Image via grasscity.com
Clearly there is still a heated debated surrounding the balance of benefits in contrast to the risks of producing and consuming cannabis concentrates. There are several different methods to making concentrates and a quick Google search of: shatter, wax, oil, budder, QWISO, etc. will yield a multitude of ways in which to reduce the cannabis plant matter down to the desired “effective material.” The effective material is rich with cannabinoids and offers a much more potent medicine or alternatively a far more intense high for recreational users. One of our goals at goodleaf.com is to write relevant news stories about the cannabis culture in Canada. The questions and reasons for using cannabis concentrates certainly deserve our attention.
In this piece we were fortunate enough to receive the personal experiences of Rik, aka Ricochet (Twitter @Ricochet2909) from England and we are passing on that accumulated knowledge to you:
Goodleaf: When did you start smoking, (approx. year, and how old were you)?
Ricochet: Ok this one is bad but you asked. I was 10 (1998) and my brother got me a ten bag, now I was mature for my age and hung round with lads 13-16 years old and that sort of thing can happen in that environment.
Goodleaf: Where in England are you from? What is the cannabis culture in England like?

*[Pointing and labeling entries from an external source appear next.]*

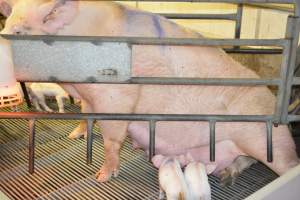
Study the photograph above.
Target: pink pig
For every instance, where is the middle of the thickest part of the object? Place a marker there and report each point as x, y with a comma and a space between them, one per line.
97, 18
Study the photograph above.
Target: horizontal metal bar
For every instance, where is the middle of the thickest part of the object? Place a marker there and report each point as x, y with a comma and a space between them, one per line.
204, 81
216, 1
179, 81
254, 51
49, 39
271, 7
198, 16
137, 117
296, 81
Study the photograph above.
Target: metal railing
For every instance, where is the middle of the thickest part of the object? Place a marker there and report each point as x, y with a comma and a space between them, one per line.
284, 83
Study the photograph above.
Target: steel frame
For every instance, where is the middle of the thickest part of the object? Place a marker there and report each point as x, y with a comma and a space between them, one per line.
284, 83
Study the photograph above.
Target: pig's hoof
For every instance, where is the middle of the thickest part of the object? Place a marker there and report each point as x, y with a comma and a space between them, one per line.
226, 178
105, 174
77, 134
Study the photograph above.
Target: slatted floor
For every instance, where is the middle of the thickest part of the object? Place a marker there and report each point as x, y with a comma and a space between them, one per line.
62, 173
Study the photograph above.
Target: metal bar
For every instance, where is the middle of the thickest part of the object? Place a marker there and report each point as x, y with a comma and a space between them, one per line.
281, 88
270, 7
31, 145
269, 142
216, 1
137, 117
198, 16
89, 152
293, 33
296, 81
238, 21
212, 141
27, 99
188, 81
151, 40
254, 51
204, 81
293, 118
152, 139
71, 100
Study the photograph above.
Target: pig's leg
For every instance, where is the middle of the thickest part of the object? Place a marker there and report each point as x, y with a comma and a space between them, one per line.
60, 103
42, 102
230, 173
81, 129
116, 99
161, 195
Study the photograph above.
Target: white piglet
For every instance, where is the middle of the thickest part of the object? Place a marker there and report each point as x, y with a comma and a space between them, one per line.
38, 91
195, 175
171, 180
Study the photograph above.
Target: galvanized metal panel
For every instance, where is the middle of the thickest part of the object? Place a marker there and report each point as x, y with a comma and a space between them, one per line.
285, 187
67, 61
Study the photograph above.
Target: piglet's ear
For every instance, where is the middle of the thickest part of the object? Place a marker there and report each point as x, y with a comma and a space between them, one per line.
5, 8
56, 14
210, 168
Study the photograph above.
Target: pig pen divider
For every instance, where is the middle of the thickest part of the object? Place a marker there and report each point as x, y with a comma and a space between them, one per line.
284, 83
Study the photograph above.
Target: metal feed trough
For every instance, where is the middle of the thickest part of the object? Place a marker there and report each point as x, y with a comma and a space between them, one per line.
108, 60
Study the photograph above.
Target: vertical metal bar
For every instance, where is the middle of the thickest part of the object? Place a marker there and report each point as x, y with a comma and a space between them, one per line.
269, 141
292, 34
282, 85
71, 100
23, 86
89, 152
31, 145
238, 22
212, 141
152, 139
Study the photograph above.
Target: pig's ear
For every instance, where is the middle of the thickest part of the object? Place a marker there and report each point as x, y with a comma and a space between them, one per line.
210, 168
56, 14
5, 8
157, 160
189, 157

Ricochet: I live in Devon, in the south west of England. The cannabis culture over here varies a lot just like any other place. We have the bad, where the "stoner" lifestyle is mixed with drink, drugs, violence, and crime. Then the better side, (using myself as the example here), I medicate with cannabis because Sativex meds [cannabis mouth spray] are just to hard to get from a doctor, because of costs, and private prescriptions are stupidly high priced. So we have to resort to getting it in the streets or growing it, and as you know both carry risks. But as cannabis users in general we can stick together and stand up for our cause (the UK cannabis club and most regions have their own as well).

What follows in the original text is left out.